I'll admit that I hadn't read Austen before I saw Firth's wet shirt. I enjoyed Thompson's Sense & Sensibility more because I hadn't read the book.
My friend who took me to the show was disappointed as it was one of her favourite novels. She gave me a set of Austen's works.
Emma with Gwenyth Paltrow was very pretty but it disappointed me because I had read it by then.
I'm the kind of person who likes historical movies. So if they are interesting then I'll read more about it -- biographies, novels in Austen's case, social history. This often leads me to have a really enriched understanding of a time and place.
So I don't have a problem with people who only know her through Mr Darcy, look what else we got from that - zombies, Bridget Jones' Diary and Lost in Austen and more. And give people time, some of them at least will make their way to the books who wouldn't necessarily have been drawn to a 200 year old work.
Now I would much rather have the china than the unread books. To know that Jane Austen herself ate from the same plates would be magic.
Mme Tresbeau I agree! I once had tea from a very nice 1805 pot and I couldn't help but wonder about all the gossip that had been shared over it.
Hey! What's so wrong with Colin Firth in a wet shirt? ;)
Didn't Becky Sharp say something quite parallel in Vanity Fair?
Michael, thanks for the links.
Sara R., I've also read that Jane Austen considered herself a successful professional writer, and for a woman writing at that time, the seven hundred pounds was probably pretty good.

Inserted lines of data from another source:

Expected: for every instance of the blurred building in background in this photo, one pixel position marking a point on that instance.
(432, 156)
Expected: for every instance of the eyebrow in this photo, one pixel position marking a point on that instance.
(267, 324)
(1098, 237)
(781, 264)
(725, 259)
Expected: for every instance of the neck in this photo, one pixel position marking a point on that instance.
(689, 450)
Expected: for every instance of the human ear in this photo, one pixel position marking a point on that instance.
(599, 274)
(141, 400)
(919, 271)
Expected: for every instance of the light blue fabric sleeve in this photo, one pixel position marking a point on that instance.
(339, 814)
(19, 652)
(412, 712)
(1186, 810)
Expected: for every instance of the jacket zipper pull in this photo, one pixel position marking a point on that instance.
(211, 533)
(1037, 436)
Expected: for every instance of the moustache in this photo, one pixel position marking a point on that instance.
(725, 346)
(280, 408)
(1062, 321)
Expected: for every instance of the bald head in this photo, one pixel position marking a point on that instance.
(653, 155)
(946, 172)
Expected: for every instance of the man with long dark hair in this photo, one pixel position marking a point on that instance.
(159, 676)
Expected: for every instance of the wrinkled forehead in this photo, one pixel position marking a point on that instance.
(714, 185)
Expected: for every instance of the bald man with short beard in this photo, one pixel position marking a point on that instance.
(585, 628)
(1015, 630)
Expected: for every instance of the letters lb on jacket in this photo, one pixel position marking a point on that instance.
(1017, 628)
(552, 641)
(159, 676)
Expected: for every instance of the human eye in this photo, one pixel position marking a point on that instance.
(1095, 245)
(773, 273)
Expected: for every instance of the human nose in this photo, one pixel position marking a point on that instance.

Lexi, I agree - whatever leads you to the original books is just fine. I'm shallow enough to admit that I have in fact bought a book for the sole reason that the guy on the cover was hot. However, I do regret that there are people out there who've seen the movies and read the zombies,but never have read JA's originals. Their loss....:(
Mme Tresbeau & Lexi - yes, sharing the same china would definitely be chill-worthy! Though somehow I doubt that if you'd paid whatever outrageous sum that china will fetch, you'd be willing to actually USE it. *g*
Anonymous, there is absolutely NOTHING wrong with Colin Firth in a wet shirt. Nothing at all. Though I do have serious misgivings about the most recent P&P with Miss Elizabeth Bennet's full-blown smokey eye makeup....
Penny, I'm sure Becky Sharp said something similar about money. It sounds very like her, doesn't it?
It WAS a $5000 tea pot, a quarter of a century ago. I was terrified of it slipping (I poured) as the table top was glass to boot.
The owner was a serious collector.
The famous Virginia Woolf saying about a room of one's own actually finishes with "and 500 pounds a year." When you think about it these women were far more pragmatic than we are.
One cannot live on love alone, after all.